As the slave is carried along, she cannot help but remember images of the tradesman and the tyr. She wonders if that is what she, too, is destined for. The thought causes her to begin to tremble, and it would be difficult for her to voice her questions even if she dared another cuffing to ask them.

The guards are no more inclined to talk now than they were the day before. They half-march, half-drag her through seemingly endless corridors, and up numerous flights of stairs. At last, they emerge from lamp-lit corridors into the bright glow of the sun.

Hall of the Tyr
Unlike the small upper levels on most of the pyramids of Meleti, this one is long and grand. On either wall spreads detailed and almost eerily realistic murals, depicting what might be the view from the top of a mountain, giving the impression that the hall rests on a natural peak, rather than a man-made height. The sensation of being outdoors is further enhanced by the slanted glass ceiling, from which sunlight pours in to illuminate the hall. The tile mosaic of the floor takes the motif one further, showing a mountain side where the perspective falls away to either side, as if seen from a vantage actually above the ground, so that now the viewer is flying.

Unlike the first time she saw this hall, there is a small crowd of people in the room, in addition to the twenty vulpine and twenty human guards set at intervals along the walls. Her own guards hold Rasheeka between them near where they emerged, against one wall and behind the great dragon-winged throne.
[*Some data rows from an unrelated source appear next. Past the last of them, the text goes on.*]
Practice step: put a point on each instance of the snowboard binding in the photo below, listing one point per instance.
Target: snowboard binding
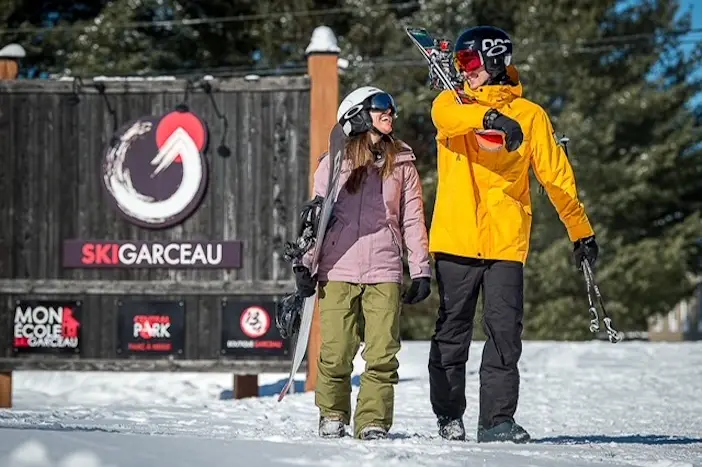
(309, 222)
(287, 315)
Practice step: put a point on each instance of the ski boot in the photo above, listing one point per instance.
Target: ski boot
(331, 427)
(451, 429)
(505, 431)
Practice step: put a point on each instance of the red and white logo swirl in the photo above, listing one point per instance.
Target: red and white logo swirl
(156, 172)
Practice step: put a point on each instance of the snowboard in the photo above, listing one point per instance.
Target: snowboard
(337, 140)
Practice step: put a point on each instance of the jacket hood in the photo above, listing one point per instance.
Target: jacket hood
(497, 94)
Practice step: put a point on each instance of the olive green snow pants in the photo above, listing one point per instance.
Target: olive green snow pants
(340, 305)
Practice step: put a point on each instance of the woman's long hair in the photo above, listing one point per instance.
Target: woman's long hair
(360, 152)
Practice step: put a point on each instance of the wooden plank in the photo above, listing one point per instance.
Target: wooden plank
(245, 386)
(129, 287)
(165, 84)
(5, 390)
(324, 100)
(237, 367)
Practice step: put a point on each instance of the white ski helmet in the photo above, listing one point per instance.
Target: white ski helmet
(354, 112)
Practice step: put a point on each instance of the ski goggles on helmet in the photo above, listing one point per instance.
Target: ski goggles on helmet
(382, 102)
(468, 60)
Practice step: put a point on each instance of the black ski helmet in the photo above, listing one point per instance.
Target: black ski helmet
(488, 46)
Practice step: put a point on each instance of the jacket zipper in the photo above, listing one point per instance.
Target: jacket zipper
(360, 259)
(394, 239)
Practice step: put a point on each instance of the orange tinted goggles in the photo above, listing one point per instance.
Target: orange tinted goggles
(468, 60)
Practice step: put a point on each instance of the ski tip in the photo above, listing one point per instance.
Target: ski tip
(284, 391)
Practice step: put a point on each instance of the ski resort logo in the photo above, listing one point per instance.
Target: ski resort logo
(151, 332)
(136, 254)
(146, 327)
(247, 329)
(155, 171)
(255, 322)
(47, 326)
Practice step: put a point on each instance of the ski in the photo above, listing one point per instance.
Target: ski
(591, 285)
(437, 53)
(298, 311)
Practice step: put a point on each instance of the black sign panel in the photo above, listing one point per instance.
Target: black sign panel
(150, 328)
(47, 326)
(248, 329)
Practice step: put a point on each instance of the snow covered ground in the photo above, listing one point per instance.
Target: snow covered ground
(587, 404)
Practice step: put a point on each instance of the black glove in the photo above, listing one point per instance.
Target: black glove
(494, 120)
(585, 248)
(418, 291)
(305, 283)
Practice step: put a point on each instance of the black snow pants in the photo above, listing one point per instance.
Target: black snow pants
(460, 280)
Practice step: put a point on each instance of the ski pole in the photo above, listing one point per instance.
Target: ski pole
(590, 284)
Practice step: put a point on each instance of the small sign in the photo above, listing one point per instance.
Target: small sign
(47, 326)
(150, 328)
(248, 329)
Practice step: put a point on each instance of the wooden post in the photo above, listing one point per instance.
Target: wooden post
(9, 65)
(322, 67)
(6, 390)
(9, 70)
(245, 386)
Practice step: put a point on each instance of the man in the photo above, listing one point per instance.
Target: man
(481, 227)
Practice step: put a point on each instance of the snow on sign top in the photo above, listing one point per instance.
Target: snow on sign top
(323, 41)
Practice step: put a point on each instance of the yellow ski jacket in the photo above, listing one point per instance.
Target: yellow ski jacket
(483, 205)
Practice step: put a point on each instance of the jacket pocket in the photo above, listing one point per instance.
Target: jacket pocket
(395, 241)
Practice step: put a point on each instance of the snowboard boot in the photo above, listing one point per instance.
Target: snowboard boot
(505, 431)
(331, 427)
(373, 432)
(451, 428)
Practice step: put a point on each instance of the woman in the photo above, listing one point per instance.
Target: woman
(379, 208)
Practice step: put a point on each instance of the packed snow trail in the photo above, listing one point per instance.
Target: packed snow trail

For perhaps half an hour, they stand, motionless and silent, as the tyr listens to those before him.

They arrive in the middle of an impassioned plea by a middle-aged vulpine man, who paces and points as he speaks, to a young female vulpine who stands erect, bound much like Rasheeka. The vixen, he contends, has murdered his son: "In cold blood, without cause," he says. He speaks fondly, longingly, of his son's life, and harshly of the woman who took it. In his conclusion, he pleas the tyr to execute the woman for the crime.

After the fox finishes, one of the tyr's aides calls another forward, brother to the accused. He pleads for his sister's life to be spared, with as much sincerity as the first asked for it to be taken, if less eloquence. Finally, the accused is allowed to speak. She genuflects before the tyr, like everyone else, then rises. "Dynatos tyr, I killed Menosi Polos, and I was much in the wrong. I was drunk, and angry. I cannot say, even now, which of us drew first – and I am no more right if it was him, than if it was me. But I struck in the heat of a fight, not in cold blood, and I had no intent to kill the man before he slandered my brother, moments before. I never – but done is done. Dynatos tyr, I ask for my life." She genuflects again.

The tyr speaks for the first time. "Ria Lekas: you are ordered to pay blood-price to Rios Menosi for the life of his son. For the abuse of your title and your swords, they are to be taken from you. You are archon no more. With this, your debt is settled. Go."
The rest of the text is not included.